ECLI:NL:RBAMS:2022:5234

Rechtbank Amsterdam

Datum uitspraak
7 september 2022
Publicatiedatum
7 september 2022
Zaaknummer
AMS 22/1498
Instantie
Rechtbank Amsterdam
Type
Uitspraak
Rechtsgebied
Bestuursrecht
Procedures
  • Eerste aanleg - enkelvoudig
Vindplaatsen
  • Rechtspraak.nl
AI samenvatting door LexboostAutomatisch gegenereerd

Beoordeling van de WOZ-waarde van een onroerende zaak in Amsterdam

In deze zaak heeft de rechtbank Amsterdam op 7 september 2022 uitspraak gedaan in een geschil over de vaststelling van de WOZ-waarde van een woning in Amsterdam. De heffingsambtenaar van de gemeente Amsterdam had de WOZ-waarde voor het kalenderjaar 2021 vastgesteld op € 667.000. Eiser, eigenaar van de woning, was het niet eens met deze vaststelling en stelde dat de waarde op € 500.000 moest worden vastgesteld. De rechtbank heeft de zaak behandeld op een zitting op 5 juli 2022, waar de heffingsambtenaar werd vertegenwoordigd door mr. P.E.H.A. Ingenhou en eiser door een kantoorgenoot van zijn gemachtigde.

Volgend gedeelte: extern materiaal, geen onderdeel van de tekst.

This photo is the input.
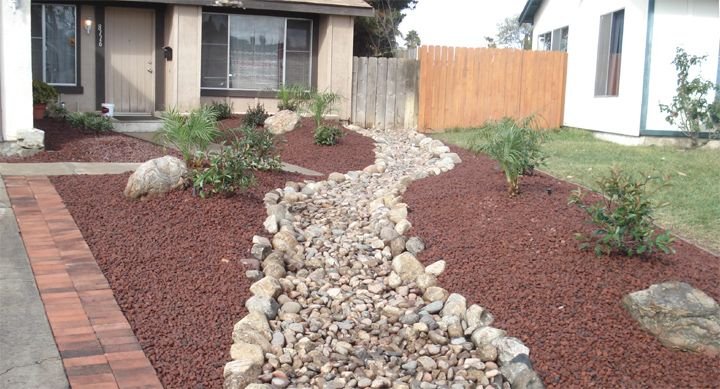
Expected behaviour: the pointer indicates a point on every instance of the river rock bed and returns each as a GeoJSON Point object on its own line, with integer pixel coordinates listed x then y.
{"type": "Point", "coordinates": [340, 299]}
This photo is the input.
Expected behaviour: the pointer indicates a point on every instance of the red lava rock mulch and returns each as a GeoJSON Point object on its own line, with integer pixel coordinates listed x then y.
{"type": "Point", "coordinates": [518, 258]}
{"type": "Point", "coordinates": [64, 143]}
{"type": "Point", "coordinates": [354, 152]}
{"type": "Point", "coordinates": [173, 265]}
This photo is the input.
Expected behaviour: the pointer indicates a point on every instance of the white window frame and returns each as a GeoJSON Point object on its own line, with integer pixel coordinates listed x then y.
{"type": "Point", "coordinates": [284, 61]}
{"type": "Point", "coordinates": [44, 44]}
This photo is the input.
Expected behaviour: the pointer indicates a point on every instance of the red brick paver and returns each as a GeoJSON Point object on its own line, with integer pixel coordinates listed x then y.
{"type": "Point", "coordinates": [96, 343]}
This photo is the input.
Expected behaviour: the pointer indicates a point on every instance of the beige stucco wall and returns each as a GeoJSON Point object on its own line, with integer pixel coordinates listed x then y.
{"type": "Point", "coordinates": [86, 101]}
{"type": "Point", "coordinates": [183, 27]}
{"type": "Point", "coordinates": [334, 65]}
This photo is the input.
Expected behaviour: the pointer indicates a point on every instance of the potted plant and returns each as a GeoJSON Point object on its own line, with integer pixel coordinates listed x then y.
{"type": "Point", "coordinates": [42, 95]}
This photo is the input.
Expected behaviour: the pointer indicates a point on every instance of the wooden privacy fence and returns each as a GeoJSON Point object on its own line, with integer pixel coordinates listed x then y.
{"type": "Point", "coordinates": [465, 87]}
{"type": "Point", "coordinates": [384, 92]}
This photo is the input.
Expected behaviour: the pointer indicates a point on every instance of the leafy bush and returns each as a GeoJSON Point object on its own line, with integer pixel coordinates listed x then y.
{"type": "Point", "coordinates": [624, 216]}
{"type": "Point", "coordinates": [90, 121]}
{"type": "Point", "coordinates": [327, 135]}
{"type": "Point", "coordinates": [690, 108]}
{"type": "Point", "coordinates": [256, 116]}
{"type": "Point", "coordinates": [514, 145]}
{"type": "Point", "coordinates": [57, 111]}
{"type": "Point", "coordinates": [223, 173]}
{"type": "Point", "coordinates": [322, 104]}
{"type": "Point", "coordinates": [191, 134]}
{"type": "Point", "coordinates": [222, 109]}
{"type": "Point", "coordinates": [257, 147]}
{"type": "Point", "coordinates": [292, 97]}
{"type": "Point", "coordinates": [43, 93]}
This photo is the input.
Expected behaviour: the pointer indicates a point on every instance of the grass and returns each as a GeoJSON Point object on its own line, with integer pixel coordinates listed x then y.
{"type": "Point", "coordinates": [693, 196]}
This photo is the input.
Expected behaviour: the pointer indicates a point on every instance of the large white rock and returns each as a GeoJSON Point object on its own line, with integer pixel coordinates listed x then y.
{"type": "Point", "coordinates": [155, 177]}
{"type": "Point", "coordinates": [282, 122]}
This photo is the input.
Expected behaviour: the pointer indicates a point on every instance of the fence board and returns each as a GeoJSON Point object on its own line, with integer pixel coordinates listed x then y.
{"type": "Point", "coordinates": [462, 87]}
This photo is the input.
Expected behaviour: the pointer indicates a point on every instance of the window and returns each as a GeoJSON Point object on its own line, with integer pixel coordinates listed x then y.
{"type": "Point", "coordinates": [607, 76]}
{"type": "Point", "coordinates": [54, 49]}
{"type": "Point", "coordinates": [559, 40]}
{"type": "Point", "coordinates": [255, 53]}
{"type": "Point", "coordinates": [555, 40]}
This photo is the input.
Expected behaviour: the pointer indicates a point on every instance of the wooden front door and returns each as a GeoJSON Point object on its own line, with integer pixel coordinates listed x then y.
{"type": "Point", "coordinates": [130, 60]}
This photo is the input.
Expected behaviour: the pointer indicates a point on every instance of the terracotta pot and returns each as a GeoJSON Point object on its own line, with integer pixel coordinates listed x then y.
{"type": "Point", "coordinates": [39, 111]}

De rechtbank heeft overwogen dat de heffingsambtenaar aannemelijk heeft gemaakt dat de WOZ-waarde niet te hoog is vastgesteld. De rechtbank heeft de vergelijkingsobjecten die door de heffingsambtenaar zijn ingediend, als voldoende vergelijkbaar met de woning van eiser beoordeeld. Eiser had aangevoerd dat er onvoldoende rekening was gehouden met de aanwezigheid van schimmel en de gedateerde staat van de woning, maar de rechtbank oordeelde dat de heffingsambtenaar voldoende rekening had gehouden met de kwaliteit van de woning.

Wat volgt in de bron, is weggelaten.